For her Schoolzilla company to continue to grow, it needed a larger sales division. Raising money and building that team internally wasn’t the ideal situation. “That would have taken too much work and too much time,” says Ziegenhagen. So she opened the Oakland, Calif.-based company up for acquisition talks.
Schoolzilla, the company perhaps best known for its Mosaic dashboard product, has found a new home with Renaissance Learning, a Wisconsin Rapids, Wisc.-based provider of instructional software and formative assessment tools that is on a buying spree. Terms of the deal were not disclosed.
Schoolzilla’s life began in 2009 as a project within Aspire Public Schools, a charter network with schools across California and in Memphis. It spun Schoolzilla out as an independent company in 2013. Three years later, Schoolzilla made an acquisition of its own with Decision Science Labs, a school spending tracker.
Today, Schoolzilla’s data-driven dashboards use multiple sources of student data, including attendance, suspensions and grades, to monitor progress toward school and district goals. Schoolzilla claims its tools help address issues like absenteeism, course failures and disproportionality in suspensions.
The company has also survived the risks that come along with storing sensitive information. In 2017, an independent researcher discovered a flaw in how Schoolzilla stored personal information including test scores and social security numbers. The company said afterward that it found no evidence that any information was improperly accessed.

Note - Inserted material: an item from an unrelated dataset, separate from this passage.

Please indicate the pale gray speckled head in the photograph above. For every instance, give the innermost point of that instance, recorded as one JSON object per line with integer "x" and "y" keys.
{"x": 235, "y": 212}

It lost no customers due to the discovered flaw and constantly improves its technology and security, Ziegenhagen says.
To date, Schoolzilla raised a total of $10 million from investors that include Kapor Capital, Reach Capital, NewSchools Venture Fund and Serious Change LP. It's grown to 30 full-time employees serving 140 school districts across 31 states. School districts that use Schoolzilla include Jamestown Public Schools in New York, Battle Creek Public Schools in Michigan and Inglewood Unified School District in California.
The acquisition marks an expansion in Renaissance’s offerings. In the past, it’s focused on pairing assessments with digital instructional materials. Founded in 1986, the company is perhaps best known for its Accelerated Reader and Accelerated Math programs, along with its STAR formative assessments that help teachers and students prepare for their end-of-year state exams. The company claims to service a third of U.S. schools and more than 90 countries.
According to Renaissance’s chief product officer, Todd Brekhus, the company made the purchase to marry its assessment data with Schoolzilla’s products focused on existing school data so that school leaders can have more information when developing strategies around helping students and reaching school and district goals.
Both companies already share enough customers to make integration simple, he adds. “This was a top request from school administrators—to make our data more connected with their data,” Brekhus says. Schoolzilla “found an easy way to make this real. That’s why we wanted to bring it in house.”
This marks Renaissance’s fourth acquisition in about 17 months. The company bought the myON digital reading platform in March 2018. In April 2019, Renaissance acquired progress monitoring tools provider Early Learning Labs, followed a month later by buying Freckle Education, a provider of online lessons, exercises and assessments for math, English language arts, social studies and science.
Because other companies contract with Schoolzilla, this acquisition also opens up more partnership possibilities for Renaissance, Brekhus says. His company has already started a partnership with published Houghton Mifflin Harcourt to deliver personalized textbook and assessment offerings, combining HMH math and reading programs with STAR Reading and STAR Math. Brekhus expects five to 10 more partnerships in the next couple years.
Renaissance, owned by private equity firm Francisco Partners, is still open to future acquisitions. Brekhus says Schoolzilla will gain access to his 180 sellers worldwide, 155 of them in the U.S., to help grow Schoolzilla further. For Renaissance, the addition of Schoolzilla will help the conglomerate create a comprehensive product package to expand its footprint in the U.K., its fastest growing market after China. Today, most of Renaissance’s business is in the U.S.
“We’re not seeing this as the finish line,” says Ziegenhagen. “We’ve finished the first lap around the track.”